Dopo averne sentito tessere le lodi da chiunque, ammetto di aver avuto delle aspettative importanti al momento di iniziare la trilogia La terra spezzata, anche perché già conoscevo lo stile di Jemisin e avevo apprezzato la sua originalità ne "I centomila regni"; non c'è stato però un vero colpo di fulmine con "La quinta stagione", libro ben scritto e ricco di spunti ma non del tutto convincente a mio avviso. Arrivata al secondo capitolo ero certa che la serie mi avrebbe finalmente conquistata, eppure ancora non ci siamo: pur migliorando alcuni aspetti del primo volume, "Il portale degli obelischi" va ad aumentare le problematiche già esistenti, e crearne di nuove.
La trama è il principale tasto dolente di questo libro, ma iniziamo con un dato oggettivo: i POV diventano tre, tra i quali il principale rimane quello di Essun, a cui si aggiungono le storie della figlia Nassun e di un altro personaggio già conosciuto nel primo volume. Questi ultimi sono fortemente collegati e vanno purtroppo a generare una serie di quesiti senza risposta, che portano inevitabilmente ad una voragine di trama; ve ne elenco alcuni, cercando di non fare spoiler: perché Jija non porta via entrambi i figli se è convinto della sua destinazione? chi l'ha messo al corrente del luogo in cui è diretto? da dove parte la voce sulla "cura" visto che nessuno è mai stato curato? perché in dieci anni il Fulcro non è mai intervenuto in alcun modo? E anche accantonando tutte queste domande, nei capitoli POV di Nassun si procede con una lentezza incredibile, soprattutto se consideriamo che la sua svolta finale era intuibile già dall'inizio.
Con Essun le cose non vanno meglio, purtroppo. Lei porta avanti la storia in modo più concreto, ma viene continuamente rallentata da personaggi che non le forniscono le informazioni necessarie o scene di dubbissima utilità (come quella sull'uomo attaccato dagli insetti bollitori) protratte per interi capitoli.
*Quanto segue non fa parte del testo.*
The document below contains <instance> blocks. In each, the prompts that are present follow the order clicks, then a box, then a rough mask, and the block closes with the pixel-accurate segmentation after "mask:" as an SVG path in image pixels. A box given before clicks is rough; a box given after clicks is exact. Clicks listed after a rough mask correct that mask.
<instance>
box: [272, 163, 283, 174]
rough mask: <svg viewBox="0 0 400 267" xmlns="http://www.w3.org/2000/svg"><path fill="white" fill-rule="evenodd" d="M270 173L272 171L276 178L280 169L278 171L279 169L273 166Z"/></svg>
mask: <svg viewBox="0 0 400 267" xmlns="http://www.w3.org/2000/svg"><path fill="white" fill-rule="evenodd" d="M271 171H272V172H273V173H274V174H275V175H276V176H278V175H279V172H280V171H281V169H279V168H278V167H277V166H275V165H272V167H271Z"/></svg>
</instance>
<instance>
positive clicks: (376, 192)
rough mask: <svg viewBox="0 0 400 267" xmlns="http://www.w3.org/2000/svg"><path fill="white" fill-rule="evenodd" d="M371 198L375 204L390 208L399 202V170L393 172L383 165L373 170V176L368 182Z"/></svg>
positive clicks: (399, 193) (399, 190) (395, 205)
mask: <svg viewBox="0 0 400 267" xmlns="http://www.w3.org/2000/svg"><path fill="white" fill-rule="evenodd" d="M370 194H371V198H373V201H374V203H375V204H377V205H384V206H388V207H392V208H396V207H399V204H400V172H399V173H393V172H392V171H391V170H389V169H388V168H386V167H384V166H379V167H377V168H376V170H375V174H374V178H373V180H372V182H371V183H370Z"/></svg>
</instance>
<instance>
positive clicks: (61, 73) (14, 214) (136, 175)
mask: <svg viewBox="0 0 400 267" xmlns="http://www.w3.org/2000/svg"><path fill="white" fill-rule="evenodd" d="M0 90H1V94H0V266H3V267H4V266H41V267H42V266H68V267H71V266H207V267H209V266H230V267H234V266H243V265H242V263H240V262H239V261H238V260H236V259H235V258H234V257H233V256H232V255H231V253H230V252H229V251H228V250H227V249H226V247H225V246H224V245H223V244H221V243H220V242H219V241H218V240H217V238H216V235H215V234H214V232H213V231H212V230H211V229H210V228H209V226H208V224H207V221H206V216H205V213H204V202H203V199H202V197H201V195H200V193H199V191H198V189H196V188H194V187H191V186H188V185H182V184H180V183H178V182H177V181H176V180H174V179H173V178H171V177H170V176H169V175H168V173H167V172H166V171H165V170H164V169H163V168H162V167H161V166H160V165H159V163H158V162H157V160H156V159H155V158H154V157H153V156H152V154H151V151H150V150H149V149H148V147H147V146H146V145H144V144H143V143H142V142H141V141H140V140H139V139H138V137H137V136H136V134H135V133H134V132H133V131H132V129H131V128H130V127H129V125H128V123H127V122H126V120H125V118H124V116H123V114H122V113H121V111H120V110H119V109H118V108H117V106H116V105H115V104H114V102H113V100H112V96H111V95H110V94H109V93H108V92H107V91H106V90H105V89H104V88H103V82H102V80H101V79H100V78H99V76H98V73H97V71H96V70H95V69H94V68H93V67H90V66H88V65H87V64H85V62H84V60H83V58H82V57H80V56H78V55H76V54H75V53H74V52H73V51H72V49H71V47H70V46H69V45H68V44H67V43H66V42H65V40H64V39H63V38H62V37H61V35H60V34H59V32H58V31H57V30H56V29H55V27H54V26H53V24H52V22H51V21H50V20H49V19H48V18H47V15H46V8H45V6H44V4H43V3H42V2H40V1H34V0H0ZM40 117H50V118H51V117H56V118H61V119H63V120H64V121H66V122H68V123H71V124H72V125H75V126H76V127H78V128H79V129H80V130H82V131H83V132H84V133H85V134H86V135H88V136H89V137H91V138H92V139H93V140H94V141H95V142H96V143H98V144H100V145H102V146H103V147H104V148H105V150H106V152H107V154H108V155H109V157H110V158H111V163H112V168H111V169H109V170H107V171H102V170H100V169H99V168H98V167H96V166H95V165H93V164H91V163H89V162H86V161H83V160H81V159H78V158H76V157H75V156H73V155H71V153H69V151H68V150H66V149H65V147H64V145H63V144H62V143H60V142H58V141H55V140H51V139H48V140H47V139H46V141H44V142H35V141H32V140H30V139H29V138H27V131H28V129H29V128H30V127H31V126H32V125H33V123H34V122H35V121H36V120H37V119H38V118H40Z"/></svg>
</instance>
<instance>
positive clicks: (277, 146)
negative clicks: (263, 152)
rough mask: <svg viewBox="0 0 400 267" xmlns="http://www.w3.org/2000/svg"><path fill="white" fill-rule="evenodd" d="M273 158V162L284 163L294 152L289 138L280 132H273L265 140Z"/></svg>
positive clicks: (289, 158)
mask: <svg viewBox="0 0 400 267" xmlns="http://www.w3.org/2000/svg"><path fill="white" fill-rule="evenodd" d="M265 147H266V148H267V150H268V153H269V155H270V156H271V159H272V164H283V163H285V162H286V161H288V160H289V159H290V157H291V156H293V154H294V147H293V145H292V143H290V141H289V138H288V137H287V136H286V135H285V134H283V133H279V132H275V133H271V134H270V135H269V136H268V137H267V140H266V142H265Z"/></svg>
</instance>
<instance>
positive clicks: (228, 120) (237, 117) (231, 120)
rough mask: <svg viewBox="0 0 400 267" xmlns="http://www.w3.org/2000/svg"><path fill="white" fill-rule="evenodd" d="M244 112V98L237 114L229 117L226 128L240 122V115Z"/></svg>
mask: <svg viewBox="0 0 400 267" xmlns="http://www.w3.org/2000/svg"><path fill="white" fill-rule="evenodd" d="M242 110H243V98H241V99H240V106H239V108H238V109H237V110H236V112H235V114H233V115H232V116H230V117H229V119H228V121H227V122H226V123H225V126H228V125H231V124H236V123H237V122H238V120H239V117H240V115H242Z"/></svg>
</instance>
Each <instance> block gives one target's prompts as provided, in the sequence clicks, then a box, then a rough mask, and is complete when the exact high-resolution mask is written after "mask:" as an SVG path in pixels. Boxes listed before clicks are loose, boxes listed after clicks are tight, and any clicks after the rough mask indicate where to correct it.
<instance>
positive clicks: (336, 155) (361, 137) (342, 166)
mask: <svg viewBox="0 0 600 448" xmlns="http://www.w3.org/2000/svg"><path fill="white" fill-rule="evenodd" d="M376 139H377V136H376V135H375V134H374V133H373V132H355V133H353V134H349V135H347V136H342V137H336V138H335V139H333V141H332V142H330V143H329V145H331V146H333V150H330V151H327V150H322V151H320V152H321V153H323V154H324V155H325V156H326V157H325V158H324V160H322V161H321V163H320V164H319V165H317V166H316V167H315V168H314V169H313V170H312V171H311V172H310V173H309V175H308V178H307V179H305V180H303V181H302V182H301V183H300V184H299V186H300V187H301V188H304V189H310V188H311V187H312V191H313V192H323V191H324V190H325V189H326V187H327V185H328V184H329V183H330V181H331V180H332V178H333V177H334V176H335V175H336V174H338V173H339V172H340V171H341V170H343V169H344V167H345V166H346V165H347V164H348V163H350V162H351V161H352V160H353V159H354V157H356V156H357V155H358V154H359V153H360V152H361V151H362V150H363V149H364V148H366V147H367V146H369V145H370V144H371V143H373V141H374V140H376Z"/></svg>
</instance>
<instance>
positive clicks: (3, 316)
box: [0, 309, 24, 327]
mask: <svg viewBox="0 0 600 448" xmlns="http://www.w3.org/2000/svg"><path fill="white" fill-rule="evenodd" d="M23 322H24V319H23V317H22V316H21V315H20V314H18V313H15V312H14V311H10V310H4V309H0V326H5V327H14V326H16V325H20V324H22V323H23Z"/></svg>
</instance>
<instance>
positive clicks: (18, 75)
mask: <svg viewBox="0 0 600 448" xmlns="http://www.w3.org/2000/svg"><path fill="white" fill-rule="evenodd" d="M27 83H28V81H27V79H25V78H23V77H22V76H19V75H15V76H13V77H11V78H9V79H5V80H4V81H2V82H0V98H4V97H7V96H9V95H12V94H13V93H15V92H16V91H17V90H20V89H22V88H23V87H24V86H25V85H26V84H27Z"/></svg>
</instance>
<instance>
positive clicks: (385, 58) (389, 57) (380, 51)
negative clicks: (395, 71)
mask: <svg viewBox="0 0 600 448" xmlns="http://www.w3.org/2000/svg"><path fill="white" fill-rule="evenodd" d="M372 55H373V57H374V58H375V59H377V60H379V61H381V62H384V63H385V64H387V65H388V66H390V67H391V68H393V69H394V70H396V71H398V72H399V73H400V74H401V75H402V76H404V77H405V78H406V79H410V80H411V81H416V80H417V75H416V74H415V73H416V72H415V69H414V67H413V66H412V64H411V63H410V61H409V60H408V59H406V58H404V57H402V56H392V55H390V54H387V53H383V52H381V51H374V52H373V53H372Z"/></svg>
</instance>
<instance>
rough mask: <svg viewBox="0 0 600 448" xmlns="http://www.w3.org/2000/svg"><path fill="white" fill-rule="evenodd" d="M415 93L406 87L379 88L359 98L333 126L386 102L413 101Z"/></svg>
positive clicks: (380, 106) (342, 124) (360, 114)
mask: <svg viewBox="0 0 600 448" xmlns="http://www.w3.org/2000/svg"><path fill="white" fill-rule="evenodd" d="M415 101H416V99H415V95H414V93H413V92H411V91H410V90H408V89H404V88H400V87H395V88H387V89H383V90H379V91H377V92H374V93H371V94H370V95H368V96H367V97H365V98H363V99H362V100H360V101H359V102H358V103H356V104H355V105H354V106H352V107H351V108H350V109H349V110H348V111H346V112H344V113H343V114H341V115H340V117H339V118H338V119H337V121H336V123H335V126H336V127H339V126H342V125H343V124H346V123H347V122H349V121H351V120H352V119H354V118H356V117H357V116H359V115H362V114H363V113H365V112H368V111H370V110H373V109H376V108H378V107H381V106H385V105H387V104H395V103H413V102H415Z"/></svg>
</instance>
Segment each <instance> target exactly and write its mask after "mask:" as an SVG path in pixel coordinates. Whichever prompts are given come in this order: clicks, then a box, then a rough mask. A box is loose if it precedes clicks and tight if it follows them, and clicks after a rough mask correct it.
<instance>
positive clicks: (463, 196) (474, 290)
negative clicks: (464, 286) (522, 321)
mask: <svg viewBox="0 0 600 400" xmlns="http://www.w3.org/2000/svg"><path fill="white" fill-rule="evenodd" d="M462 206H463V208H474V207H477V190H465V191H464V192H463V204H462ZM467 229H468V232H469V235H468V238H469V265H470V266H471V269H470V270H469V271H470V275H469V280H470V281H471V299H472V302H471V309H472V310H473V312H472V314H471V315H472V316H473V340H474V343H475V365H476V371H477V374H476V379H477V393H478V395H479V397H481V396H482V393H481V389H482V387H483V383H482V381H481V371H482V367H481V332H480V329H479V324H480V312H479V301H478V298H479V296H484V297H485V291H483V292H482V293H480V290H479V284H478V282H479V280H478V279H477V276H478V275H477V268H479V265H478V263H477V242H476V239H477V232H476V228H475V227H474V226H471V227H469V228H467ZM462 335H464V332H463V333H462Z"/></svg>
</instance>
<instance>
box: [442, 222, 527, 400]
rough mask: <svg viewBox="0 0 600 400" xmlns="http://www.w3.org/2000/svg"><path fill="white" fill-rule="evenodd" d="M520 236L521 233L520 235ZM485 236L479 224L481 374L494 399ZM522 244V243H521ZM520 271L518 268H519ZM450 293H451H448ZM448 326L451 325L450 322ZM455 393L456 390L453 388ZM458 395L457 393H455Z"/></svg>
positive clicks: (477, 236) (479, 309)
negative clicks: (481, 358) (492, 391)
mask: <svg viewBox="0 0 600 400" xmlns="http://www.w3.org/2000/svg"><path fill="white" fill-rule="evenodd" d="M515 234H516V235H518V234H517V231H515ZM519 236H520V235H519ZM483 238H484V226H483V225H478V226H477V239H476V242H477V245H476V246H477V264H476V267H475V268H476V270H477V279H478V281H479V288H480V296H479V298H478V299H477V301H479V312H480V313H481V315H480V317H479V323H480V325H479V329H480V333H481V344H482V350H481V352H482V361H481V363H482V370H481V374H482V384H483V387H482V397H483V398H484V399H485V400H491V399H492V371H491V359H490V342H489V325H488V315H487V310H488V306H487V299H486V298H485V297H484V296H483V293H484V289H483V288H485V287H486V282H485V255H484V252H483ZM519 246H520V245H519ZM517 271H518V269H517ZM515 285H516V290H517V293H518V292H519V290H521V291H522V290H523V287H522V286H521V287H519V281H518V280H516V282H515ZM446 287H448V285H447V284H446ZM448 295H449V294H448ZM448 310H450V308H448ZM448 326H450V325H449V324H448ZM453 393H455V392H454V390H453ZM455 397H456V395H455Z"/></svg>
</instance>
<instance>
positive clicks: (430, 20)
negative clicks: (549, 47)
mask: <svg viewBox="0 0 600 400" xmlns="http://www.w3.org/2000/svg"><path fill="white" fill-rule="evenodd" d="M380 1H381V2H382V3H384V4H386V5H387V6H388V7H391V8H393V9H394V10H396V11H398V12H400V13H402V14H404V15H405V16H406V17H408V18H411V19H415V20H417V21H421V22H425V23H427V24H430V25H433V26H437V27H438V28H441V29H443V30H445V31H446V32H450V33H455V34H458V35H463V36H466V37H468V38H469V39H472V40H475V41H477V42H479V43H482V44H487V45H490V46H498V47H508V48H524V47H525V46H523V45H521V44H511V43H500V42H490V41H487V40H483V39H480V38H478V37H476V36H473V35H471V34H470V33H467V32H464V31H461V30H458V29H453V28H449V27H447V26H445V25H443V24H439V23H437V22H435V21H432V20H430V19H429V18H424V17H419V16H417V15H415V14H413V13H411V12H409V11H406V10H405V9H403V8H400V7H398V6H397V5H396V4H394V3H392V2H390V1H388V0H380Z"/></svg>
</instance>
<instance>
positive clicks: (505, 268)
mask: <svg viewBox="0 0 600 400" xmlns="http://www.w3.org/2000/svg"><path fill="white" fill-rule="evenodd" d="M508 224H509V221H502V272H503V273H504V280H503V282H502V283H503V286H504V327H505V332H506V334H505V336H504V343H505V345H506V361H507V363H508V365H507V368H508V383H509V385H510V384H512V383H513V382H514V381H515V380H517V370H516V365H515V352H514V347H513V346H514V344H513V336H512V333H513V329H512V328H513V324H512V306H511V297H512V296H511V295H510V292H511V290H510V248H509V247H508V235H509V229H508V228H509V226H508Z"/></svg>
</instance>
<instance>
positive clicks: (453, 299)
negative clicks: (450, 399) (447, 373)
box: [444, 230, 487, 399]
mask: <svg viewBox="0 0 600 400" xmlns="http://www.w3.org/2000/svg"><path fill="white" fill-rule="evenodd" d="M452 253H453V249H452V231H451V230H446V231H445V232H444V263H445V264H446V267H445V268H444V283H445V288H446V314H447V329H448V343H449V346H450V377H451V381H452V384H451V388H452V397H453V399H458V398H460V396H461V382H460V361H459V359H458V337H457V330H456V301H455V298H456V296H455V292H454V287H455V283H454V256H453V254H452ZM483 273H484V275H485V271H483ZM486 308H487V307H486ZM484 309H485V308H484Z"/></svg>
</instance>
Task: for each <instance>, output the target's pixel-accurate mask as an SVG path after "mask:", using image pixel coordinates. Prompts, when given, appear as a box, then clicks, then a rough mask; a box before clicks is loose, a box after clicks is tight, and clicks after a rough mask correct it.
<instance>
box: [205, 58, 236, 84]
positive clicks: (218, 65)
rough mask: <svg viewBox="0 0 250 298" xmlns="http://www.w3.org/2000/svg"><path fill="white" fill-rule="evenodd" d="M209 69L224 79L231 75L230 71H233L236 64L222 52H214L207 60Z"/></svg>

La sua epifania nell'ultima parte può risultare interessante all'apparenza, ma ragionandoci sopra si può capire facilmente come non sia nulla di più di quanto aveva già ottenuto Alabaster, e con un climax perfino meno incisivo per quanto riguarda la serie nel suo insieme.
La scelta di ricorrere nuovamente a dei time jump non aiuta certo a migliorare la fluidità della trama, ma per lo meno le relazioni tra i personaggi principali non ne risentono troppo, come accadeva ne "La quinta stagione". In realtà le varie dinamiche mi sono sembrate più genuine e trattate con grande cura: sicuramente sono tra i punti forza del libro.
Anche i singoli personaggi vengono analizzati approfonditamente, con un deciso focus sulle loro emozioni e desideri, e questo nonostante il cast diventi molto più numeroso. Ovviamente qualcuno ottiene meno spazio, e per quanto mi riguarda avrei voluto leggere più scene con Tonkee e Hoa, oltre che con i vari mangiapietra dei quali sappiamo ancora troppo poco.
Queste creature sono poi alla base della gran parte delle rivelazioni di questo secondo capitolo, in particolare relativamente al world building, ampliato solo in teoria purtroppo. Allo stesso modo, il sistema magico si arricchisce di nuove informazioni che devo però ammettere di non aver compreso del tutto; questo perché le stesse scoperte vengono fatte da più personaggi, però ognuno descrive ciò che riesce a fare con termini diversi.
Dal punto di vista dello stile invece la cara Nora non mi ha deluso: apprezzo molto la sua capacità di alleggerire un'atmosfera tanto pesante grazie ad un paio di battute piazzate al momento giusto. È riuscita inoltre ad inserire con più decisione il tema dell'ambientalismo, pur rimanendo principalmente focalizzata su quello della xenofobia in ogni sua forma. La sua bravura come scrittrice è anche uno dei principali motivi per cui rimango fiduciosa che l'ultimo libro sappia concludere degnamente una serie con delle basi decisamente solide, dando magari un'accelleratina alla trama.